The real treat in this comic’s visuals is its direction. There isn’t an adherence to a specific panel structure. Really, in that regards it’s relatively bog-standard. However, it’s clear that the intention was just to use however many panels it took to do the job. Close-ups on important detail pieces that we will need to remember are balanced out by sometimes lengthy conversation pages. The shifting perspectives from different people in a conversation, or even panels focusing on a group as a whole, really set a sense of place and noise within the setting.
There’s a party scene in the record store where everyone in the party is being shown even though the dialogue focus is only on two or three characters. Rosenburg and Boss give the whole group attention, even if only a couple are moving the narrative forward. This actually gave me the impression of a Robert Altman film, where so much is happening and the setting is full of noise, making the comic feel more alive.
The coloring (with assistance from Claire DeZutti) is tonally rich and varied from scene to scene. There’s a sort of flat tone carried over each page, but it changes drastically in each setting. The record store has a constant red tinge to it that is reminiscent of a film developing room – or even more fitting, the backlighting of an underground venue. Every surface pops in its own right, and every panel looks like it could be an alt album cover. The lettering from Hassan Otsmaine-Elhaou is distinct and perfect for this comic. There’s a definite hand-drawn feeling to the font and how dynamic it is. The text in the word bubbles flows with its size and bold changes in a way that is difficult to describe without actually experiencing it. Every aspect of this comic’s art is absolutely top-tier, and is a massively cool piece of creativity altogether.

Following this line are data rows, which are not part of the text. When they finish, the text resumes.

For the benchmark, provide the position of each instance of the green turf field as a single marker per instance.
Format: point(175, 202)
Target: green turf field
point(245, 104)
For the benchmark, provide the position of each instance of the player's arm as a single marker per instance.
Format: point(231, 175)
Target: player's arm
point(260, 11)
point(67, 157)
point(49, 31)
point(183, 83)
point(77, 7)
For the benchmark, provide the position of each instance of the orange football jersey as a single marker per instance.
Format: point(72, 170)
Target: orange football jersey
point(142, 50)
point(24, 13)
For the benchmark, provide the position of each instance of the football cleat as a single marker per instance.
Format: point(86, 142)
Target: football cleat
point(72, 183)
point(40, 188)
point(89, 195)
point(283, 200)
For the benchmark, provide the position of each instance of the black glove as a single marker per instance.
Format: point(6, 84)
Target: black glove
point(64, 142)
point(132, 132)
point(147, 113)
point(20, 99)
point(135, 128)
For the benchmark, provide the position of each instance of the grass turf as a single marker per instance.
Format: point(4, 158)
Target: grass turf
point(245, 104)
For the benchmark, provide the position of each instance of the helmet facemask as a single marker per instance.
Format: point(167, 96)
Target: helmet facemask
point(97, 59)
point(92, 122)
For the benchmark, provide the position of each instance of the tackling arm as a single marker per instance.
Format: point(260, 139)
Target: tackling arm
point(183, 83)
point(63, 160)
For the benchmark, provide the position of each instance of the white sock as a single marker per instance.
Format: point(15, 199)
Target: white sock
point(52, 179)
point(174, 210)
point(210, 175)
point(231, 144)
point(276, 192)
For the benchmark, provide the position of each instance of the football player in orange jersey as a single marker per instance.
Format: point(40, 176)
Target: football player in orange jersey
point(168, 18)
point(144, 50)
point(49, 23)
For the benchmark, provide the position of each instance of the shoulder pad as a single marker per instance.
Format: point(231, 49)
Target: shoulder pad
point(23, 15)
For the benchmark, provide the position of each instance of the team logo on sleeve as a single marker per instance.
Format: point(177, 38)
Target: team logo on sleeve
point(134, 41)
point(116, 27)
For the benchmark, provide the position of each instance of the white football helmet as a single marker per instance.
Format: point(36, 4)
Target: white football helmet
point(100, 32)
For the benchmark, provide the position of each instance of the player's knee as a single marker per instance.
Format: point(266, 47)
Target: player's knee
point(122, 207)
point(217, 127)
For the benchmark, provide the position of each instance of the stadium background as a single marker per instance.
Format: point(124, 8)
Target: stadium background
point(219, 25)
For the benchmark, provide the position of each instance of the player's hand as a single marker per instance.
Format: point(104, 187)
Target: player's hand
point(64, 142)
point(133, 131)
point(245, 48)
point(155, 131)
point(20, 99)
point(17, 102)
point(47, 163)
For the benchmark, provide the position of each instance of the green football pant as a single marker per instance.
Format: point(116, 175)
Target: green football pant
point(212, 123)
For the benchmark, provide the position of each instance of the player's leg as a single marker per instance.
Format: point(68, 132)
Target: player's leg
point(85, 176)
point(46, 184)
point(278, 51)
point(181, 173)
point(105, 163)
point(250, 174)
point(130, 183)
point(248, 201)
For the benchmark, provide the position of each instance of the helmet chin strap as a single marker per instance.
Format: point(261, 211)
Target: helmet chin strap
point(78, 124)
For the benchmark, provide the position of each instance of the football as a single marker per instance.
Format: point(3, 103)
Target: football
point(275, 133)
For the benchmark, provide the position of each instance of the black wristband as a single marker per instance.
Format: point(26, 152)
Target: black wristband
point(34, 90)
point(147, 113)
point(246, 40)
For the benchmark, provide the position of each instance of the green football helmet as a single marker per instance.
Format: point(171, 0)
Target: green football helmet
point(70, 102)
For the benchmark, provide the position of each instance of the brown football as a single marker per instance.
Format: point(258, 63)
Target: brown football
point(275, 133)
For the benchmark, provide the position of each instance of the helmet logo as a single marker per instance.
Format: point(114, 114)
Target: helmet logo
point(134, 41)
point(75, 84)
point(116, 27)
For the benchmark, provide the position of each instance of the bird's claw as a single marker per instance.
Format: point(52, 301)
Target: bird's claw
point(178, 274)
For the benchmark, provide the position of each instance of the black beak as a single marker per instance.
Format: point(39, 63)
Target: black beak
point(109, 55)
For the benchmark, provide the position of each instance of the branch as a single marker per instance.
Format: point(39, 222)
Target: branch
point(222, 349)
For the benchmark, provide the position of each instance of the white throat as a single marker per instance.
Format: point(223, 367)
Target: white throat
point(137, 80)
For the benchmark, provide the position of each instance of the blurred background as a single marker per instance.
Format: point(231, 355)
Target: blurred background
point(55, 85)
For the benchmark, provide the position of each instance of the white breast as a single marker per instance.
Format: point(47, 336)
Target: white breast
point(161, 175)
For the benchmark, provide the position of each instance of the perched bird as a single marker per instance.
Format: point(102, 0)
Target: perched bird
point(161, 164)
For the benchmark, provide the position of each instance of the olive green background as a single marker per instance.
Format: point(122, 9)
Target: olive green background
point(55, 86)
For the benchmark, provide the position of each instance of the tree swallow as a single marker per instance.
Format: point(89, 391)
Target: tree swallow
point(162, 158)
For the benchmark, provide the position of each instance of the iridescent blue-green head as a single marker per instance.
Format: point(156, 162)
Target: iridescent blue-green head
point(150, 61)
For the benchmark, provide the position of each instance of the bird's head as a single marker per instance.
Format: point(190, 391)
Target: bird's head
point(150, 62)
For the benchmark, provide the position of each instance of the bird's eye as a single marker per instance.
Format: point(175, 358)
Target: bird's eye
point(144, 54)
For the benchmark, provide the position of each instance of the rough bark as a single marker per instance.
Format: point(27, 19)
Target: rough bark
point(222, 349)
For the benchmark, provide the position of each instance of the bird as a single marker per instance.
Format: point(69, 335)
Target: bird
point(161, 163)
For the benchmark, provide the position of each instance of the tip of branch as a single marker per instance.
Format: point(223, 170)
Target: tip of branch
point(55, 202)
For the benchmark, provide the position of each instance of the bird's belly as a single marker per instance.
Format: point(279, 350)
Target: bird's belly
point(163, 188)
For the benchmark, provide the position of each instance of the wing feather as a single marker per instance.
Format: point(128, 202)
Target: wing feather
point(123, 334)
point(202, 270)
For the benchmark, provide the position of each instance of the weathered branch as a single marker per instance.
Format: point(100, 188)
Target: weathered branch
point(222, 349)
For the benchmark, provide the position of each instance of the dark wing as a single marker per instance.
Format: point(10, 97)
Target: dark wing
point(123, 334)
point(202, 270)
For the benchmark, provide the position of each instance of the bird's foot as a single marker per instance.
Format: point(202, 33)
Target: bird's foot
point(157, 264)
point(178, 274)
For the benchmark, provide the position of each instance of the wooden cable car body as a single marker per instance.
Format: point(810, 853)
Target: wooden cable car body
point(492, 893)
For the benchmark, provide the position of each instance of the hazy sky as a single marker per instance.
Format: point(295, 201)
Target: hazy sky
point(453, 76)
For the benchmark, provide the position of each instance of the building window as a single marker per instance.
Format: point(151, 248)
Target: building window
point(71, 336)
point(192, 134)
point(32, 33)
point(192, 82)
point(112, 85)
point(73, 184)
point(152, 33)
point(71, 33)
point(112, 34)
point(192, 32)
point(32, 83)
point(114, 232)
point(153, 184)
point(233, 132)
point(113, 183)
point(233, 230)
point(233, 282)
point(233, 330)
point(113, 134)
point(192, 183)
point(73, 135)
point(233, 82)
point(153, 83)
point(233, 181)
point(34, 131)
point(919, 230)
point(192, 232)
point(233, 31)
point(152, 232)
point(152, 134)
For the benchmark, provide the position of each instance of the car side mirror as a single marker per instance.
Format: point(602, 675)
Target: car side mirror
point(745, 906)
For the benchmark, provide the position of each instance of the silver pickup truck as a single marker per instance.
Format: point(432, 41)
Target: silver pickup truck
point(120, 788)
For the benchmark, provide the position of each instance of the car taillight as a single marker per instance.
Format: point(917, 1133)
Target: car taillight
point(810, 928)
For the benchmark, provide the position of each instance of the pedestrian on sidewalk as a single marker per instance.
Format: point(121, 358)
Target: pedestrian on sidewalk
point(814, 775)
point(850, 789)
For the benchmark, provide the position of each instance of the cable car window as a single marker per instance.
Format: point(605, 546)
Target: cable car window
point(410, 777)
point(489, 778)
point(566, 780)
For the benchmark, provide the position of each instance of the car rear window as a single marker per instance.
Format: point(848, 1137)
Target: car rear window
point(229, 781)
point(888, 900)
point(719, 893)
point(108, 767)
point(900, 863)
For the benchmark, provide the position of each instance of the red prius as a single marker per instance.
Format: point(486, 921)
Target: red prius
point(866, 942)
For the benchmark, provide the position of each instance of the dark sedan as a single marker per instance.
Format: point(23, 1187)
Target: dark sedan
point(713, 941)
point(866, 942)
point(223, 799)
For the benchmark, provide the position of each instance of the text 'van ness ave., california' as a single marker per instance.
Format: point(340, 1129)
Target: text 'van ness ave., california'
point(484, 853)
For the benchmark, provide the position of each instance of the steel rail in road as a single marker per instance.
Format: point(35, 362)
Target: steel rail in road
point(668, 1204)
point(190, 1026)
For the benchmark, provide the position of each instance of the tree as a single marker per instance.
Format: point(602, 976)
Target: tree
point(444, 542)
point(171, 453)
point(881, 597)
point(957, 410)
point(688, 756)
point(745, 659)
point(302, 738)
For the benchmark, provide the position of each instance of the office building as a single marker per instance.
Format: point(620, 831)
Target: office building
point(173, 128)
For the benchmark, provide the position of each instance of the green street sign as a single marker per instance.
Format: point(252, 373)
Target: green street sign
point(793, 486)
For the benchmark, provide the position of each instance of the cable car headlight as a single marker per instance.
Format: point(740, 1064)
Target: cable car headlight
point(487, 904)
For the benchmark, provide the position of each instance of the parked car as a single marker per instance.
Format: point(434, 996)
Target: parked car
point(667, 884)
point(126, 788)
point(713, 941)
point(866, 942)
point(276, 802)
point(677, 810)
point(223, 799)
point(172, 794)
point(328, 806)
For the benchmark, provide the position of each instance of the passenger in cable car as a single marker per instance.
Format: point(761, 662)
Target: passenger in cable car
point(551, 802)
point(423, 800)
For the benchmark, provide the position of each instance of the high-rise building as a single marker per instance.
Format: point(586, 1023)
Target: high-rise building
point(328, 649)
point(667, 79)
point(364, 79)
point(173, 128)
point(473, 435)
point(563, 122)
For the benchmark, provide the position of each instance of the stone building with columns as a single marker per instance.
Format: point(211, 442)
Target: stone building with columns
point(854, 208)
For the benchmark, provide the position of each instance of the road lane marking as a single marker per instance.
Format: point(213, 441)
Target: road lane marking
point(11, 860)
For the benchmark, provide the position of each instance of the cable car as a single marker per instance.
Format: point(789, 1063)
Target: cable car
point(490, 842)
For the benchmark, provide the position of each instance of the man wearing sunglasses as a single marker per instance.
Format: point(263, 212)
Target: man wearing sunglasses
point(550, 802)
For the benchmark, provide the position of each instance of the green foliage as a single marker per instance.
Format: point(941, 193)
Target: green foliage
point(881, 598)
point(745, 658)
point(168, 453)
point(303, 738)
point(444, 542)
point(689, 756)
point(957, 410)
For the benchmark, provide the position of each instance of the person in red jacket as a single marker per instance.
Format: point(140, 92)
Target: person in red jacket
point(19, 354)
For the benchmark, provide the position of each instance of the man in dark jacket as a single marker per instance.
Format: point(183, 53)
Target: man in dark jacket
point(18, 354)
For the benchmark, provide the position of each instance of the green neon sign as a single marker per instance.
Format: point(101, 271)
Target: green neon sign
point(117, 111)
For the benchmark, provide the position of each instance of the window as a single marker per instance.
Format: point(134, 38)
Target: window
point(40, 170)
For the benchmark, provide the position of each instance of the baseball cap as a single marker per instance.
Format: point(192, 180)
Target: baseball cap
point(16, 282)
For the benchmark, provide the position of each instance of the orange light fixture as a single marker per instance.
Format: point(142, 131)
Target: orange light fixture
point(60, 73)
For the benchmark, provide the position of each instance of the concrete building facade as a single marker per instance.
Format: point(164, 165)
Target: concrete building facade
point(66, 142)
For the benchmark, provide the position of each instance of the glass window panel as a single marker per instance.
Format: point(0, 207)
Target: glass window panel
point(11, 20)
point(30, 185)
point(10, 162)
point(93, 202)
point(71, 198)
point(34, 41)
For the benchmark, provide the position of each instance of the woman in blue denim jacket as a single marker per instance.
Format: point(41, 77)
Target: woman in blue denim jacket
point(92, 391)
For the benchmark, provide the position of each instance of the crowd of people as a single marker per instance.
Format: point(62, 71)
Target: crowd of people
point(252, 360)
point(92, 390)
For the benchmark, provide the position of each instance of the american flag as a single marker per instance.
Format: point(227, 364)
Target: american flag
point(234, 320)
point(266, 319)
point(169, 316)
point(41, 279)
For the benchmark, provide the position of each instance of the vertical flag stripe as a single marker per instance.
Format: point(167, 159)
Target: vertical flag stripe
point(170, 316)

What’s The Furthest Place From Here #1 is, in my professional opinion, an absolute ripping ass-kicker of a comic. Boss and Rosenburg are two creators at the height of their storytelling creativity and this issue shows. A mix of The Warriors, Mad Max, and the sensibilities of My Chemical Romance’s Danger Days, this is an impossibly cool mix of styles and mediums into comics. Please be sure to grab this comic when it hits shelves on 11/10!